In May and June 2023, Greece had two elections in a row. In the first elections of May the 21st, a relatively newly formed political party, The Patriotic Democratic Movement – Victory (Niki, in Greek) came very close to entering the Greek Parliament, just a few thousand votes below the 3% threshold. However, in the second elections of June the 25th, Niki succeeded with 3.7% and elected 10 MPs, receiving 193,124 votes. Although Niki has been described as an extreme-right-wing political party by political analysts, it is probably more accurate to argue that it is the first religious fundamentalist political party in Greece which managed to enter the Greek Parliament. Initially founded in 2019, it started to attract a lot of attention only during the last months before the May elections. The leader of the party is a Greek Orthodox theologian and school teacher, while a large number of the party’s candidates hold a theological Bachelor or Master’s and were theologians in secondary education. Moreover, from the 28 members of the party board, four are theologians, one is an Orthodox catechist (Sunday school teacher) and another five of them have very close relations with their local parishes as Byzantine music teachers, church board members, authors of Saints’ biographies, etc. As it has been argued, the party has very close and strong connections with Greek Orthodox priests, local parishes, and monasteries. Moreover, in their public appearances, the party members use religious discourse (references to God, Christ, the sign of the cross, faith, Orthodoxy, etc.) and the same applies to the party’s political declaration and theses. For example, as is mentioned in the party’s theses, “Orthodoxy exists in our cultural DNA” and that “the legislation and social ethics of the State should respect the basic Christian values”, related to family, marriage, pregnancy, children’s upbringing, education.

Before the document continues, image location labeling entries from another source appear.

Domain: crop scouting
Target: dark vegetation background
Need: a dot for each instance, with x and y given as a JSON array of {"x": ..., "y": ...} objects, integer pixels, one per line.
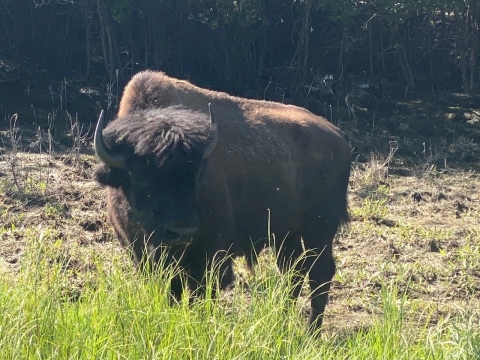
[{"x": 350, "y": 61}]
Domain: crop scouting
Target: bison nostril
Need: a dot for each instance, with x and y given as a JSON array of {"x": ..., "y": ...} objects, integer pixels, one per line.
[{"x": 183, "y": 231}]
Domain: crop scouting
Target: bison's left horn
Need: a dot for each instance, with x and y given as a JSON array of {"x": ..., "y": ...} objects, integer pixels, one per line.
[
  {"x": 115, "y": 161},
  {"x": 214, "y": 140}
]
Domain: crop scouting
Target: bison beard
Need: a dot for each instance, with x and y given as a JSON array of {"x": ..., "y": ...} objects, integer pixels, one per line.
[{"x": 200, "y": 184}]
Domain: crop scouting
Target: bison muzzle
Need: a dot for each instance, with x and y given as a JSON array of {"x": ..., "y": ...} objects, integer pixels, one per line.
[{"x": 199, "y": 182}]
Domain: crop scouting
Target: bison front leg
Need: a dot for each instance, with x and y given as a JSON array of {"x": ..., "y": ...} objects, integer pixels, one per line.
[
  {"x": 207, "y": 272},
  {"x": 320, "y": 275}
]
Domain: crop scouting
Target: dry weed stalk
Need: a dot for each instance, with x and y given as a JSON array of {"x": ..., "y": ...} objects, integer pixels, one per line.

The party holds open anti-abortion positions, has been very critical -if not totally against- the restrictive measures during the COVID-19 pandemic, and has explicitly or implicitly expressed anti-vaccination attitudes. Niki has indeed achieved a significant breakthrough in the Greek political system and is a social phenomenon that has started to attract public interest.

  • May 2023: Changes in the funding of the Orthodox church

By the presidential decree 14 of February 15, 2023 (Governmental Gazette A 30), the government has now accepted the long-standing Orthodox Church’s demand to increase the number of Orthodox priests. Under a 1945 law which organised the Church-State relations in financial matters, the number of priests was set at 6,000. In due course, this number was increased to over 8,000 but without any legal provision, these additional places were at risk. The decree set the number of priests at 8 311, which satisfies the Orthodox Church. It was also decided that vacancies caused by death, retirement or resignation could be filled by other priests. Until now, in such cases, the surplus of 2,311 places remained vacant. Finally, it was decided that if the Orthodox Church wished to hire more priests to cover its needs, this could be done through Church funding, without the State taking over their salaries.
This is the first time that the exact number of priests and their positions have been fixed by a presidential decree.
In total, the number of priests in Greece is 9,543, since in addition to the 8,311 priests mentioned above, there are 955 priests of the Church of Crete and 277 of the Dodecanese, who are mentioned separately because of their canonical link with the Patriarchate of Constantinople.